Essa mentalidade do “quem pode mais chora menos” contaminou de vez o já esgarçado tecido social. Não perder chances de vantagem pessoal e de pegar antes que outro pegue viraram norma. Gentileza, desprendimento e primazia de direitos coletivos de tão raros viram notícia. Para quem concentra riqueza e poder, demandas coletivas indicam ameaça. Por isso nossas leis garantem muito mais os interesses individuais.

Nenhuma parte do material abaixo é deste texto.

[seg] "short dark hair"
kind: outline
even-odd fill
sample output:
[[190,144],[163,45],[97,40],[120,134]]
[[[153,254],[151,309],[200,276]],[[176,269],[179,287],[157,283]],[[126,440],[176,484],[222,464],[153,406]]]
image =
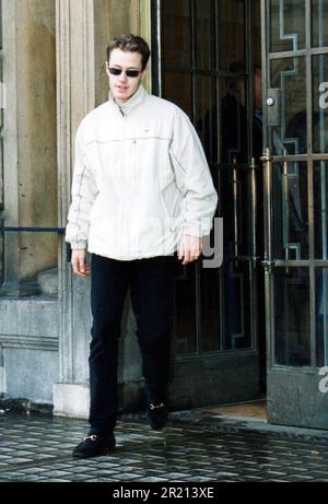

Progresso econômico até veio, mas pegou todo mundo voltado para o próprio umbigo. Antes de cidadãos viramos consumidores, no dizer de Frei Betto. Viramos massa. Ora, massa é movida por instintos; não tem senso crítico e muito menos responsabilidade pelo outro. Curte show, simulacro, glamour, milagre e aparência. Sujeito desse meio esnoba celular de última geração e não sabe analisar uma notícia de jornal; gasta mais com carro, roupas e cerveja que com informação. Dentro de um corpo bem nutrido carrega um espírito morto talvez para não ver questionada sua conduta.
Como sempre acontece, o sistema não suporta tanto entulho. Entre em crise. A massa se vê na mão e, antes de olhar para dentro e mudar de comportamento, sai à caça de culpados. Como sabe nada dos interesses que movem sistemas, e está por fora do mundo da política, faz do governo central sua “Geni”. Não entende que sua qualidade de vida está mais ligada ao poder público local, especialmente ao Legislativo que deve fiscalizar o Executivo – exceto aqui onde a maioria dos vereadores concorda com tudo, afinal têm mais compromisso com a administração que com a população.
Gestor para a massa é gerente, um fazedor de pontes e viadutos. Não entende que prefeito deve ser como um maestro, sensível suficiente para tirar da máquina pública e das forças vivas da sociedade a harmonia mais perfeita possível.